我看着她拧起来的眉头说:“听孙源说这里以前是坟地,高鹏那时候也在这里害了很多人,应该有不少阴灵。”
还正说着话,突然看到前面警察里有人快跑向前跑去,目标正是2102,我还在发愣,就看到柴菲菲像刚孙源一样跟着那个人也往前跑,并且神同步地朝我喊了一句:“在下面等。”
第二次站到楼下,心里悲哀地想着,特么不会再让我接一次吧,那警察看上去人高马大的,这么砸下来,我绝壁完蛋。
好在,有两个警察先前听到柴菲菲的喊声也跟了过来,与我一起站在楼下等。
果然,没过多久,从那个窗口处就又探出了身子。
我吩咐那两个人说:“你们准备接啊,他可能要跳下来。”
两个人点头,我们三人都仰着脸往上面看,可是等了好久都没看到那个人要跳下来的意思,心里正纳闷,却突然听到刚才死人的位置暴出大叫的声音。
我撑着腰疼快步往那里跑去,已经另一具尸体也躺在雪地里,还冒着热气的血顺着鼻子,嘴角向外流,眼睛还是睁着的,迷茫地看着天空还在飘的雪。
第226章 韩个个又出手了()
所有的人都跟冻僵了似的,看着眼前的一切,除了刚开始的叫声,再没有发出声音,但是脸色无一例外的都是苍白。
柴菲菲跟那三个警察回来一看地上多的死人,脸色也变了,突然转头对我说:“向老弟,能借你佛珠用用吗?”
我把佛珠从包里拿出来,递给她时,柴菲菲才说:“这个我不会用,还得你来,麻烦了。”
然后就叫了两个警察过来说:“你们跟着向先生围着这个住宅区走一圈,他受伤了,要扶着他点儿。”
然后又对我说:“你拿着佛珠在整个小区里念六字真经,我不说停你就一直念。”
两个警察立马过来站在我左右,说是扶着我,却有点像架着的意思,感觉我加在他们中间跟个朝廷重犯似的。
我们刚一离开事发地,就看到柴菲菲把那些家属也护送出住宅区的安全围栏。
现在整个小区里面除了警察,就只有柴菲菲跟我两个。
我们已经开始围着整呈四方型的四栋楼念六字真经,而柴菲菲和剩余的警察就一边守着地上的死尸,一边观察着四周的动静。
雪还在下,整个小区内都很安静,两个警察大概是没有见过像我这么样的一枚帅哥,竟然拿着佛珠念经,所以试着问了两句。
我根本没理他们,摆脱他们扶着我的手,一边往前走着看周围的动静,嘴也没停的不停念着六字真经。
但是一直没有动静。
五点多的时候,韩个个打电话过来,问我在家里干什么呢?
我用微信发了消息给她,说自己在东郊十三楼。
二十分钟后,韩个个出现在小区内,只是她人刚一进来就好像看到了什么,立马就警惕起来,倒是让我很意外。

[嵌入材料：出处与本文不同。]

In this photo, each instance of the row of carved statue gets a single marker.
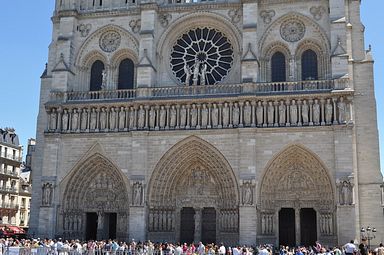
(206, 115)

韩个个对守着我的两个警察说:“这里没事了,你们先去忙别的。”
那两个人看了韩个个一眼说:“这是我们任务,要保护向先生。”
我忙着解释说韩个个是我媳妇儿之类,让他们去找柴队复命就可以了。
看到那两个走远,韩个个才问了一句:“菲菲姐也来了?”
我点头,然后问她:“你一进来脸色就不好看,怎么了?”
韩个个冷着声音说:“有人要在这里作乱,我说嘛,你没事跑这里来干吗?是不是菲菲姐叫你的?”
我回:“是孙源。”
韩个个还要说话,却突然脸色一变,直接丢下我,一掠身子就跑出去四五米,然后脚在雪地上一点,身子跟着就弹了起来,在半空中突然一个转向就往楼房敞开的窗子里钻去。
我懵逼地看着韩个个消失的影子,一时间还搞不清楚到底发生了什么事情。
总是不能相信她现在已经很厉害了,厉害到让我吃惊的地步,厉害到我自己都无法接受。
几分钟后,窗口处飞出一个人影,直接停在我身边后才看清是韩个个。
有点手足无措地说:“刚才怎么回事,你怎么说飞就飞了?”
她看了看,突然声音很低地说:“向一明,你跟以前不一样了。”
我也知道她跟以前不一样了,但是这个变化让我真不知道怎么说,我想要一个解释,或者她能向我说明这一切是怎么回事,可是看韩个个的样子,好像没有一点要告诉我的意思。
两个人都有些默然,往前走了几步后,我问她:“那扇窗子里有什么?”
韩个个说:“大概是不怀好意的阴灵,不过我没抓到他,应该还会出现,我们再等会儿。”
我问:“你怎么知道他还会出现?”
她等了好一会儿才说:“他在拼最后的机会,冬至一过,想翻身就要等到下一年,可是下一年这里已经是另一番景象了,不见得就会有他们的机会。”
我不解地问:“怎么鬼魂还和冬不冬至有关?”
韩个个叹了口气说:“春发夏长秋收冬藏,别说是鬼魂,就是人,到了冬天都要收一收锋芒的。”
原来所有事物的发展都于四季有关,只是以前韩个个从来都不会说这样的话。
柴菲菲一看到韩个个,眼睛就不由自主的眯了眯,然后又转头看我。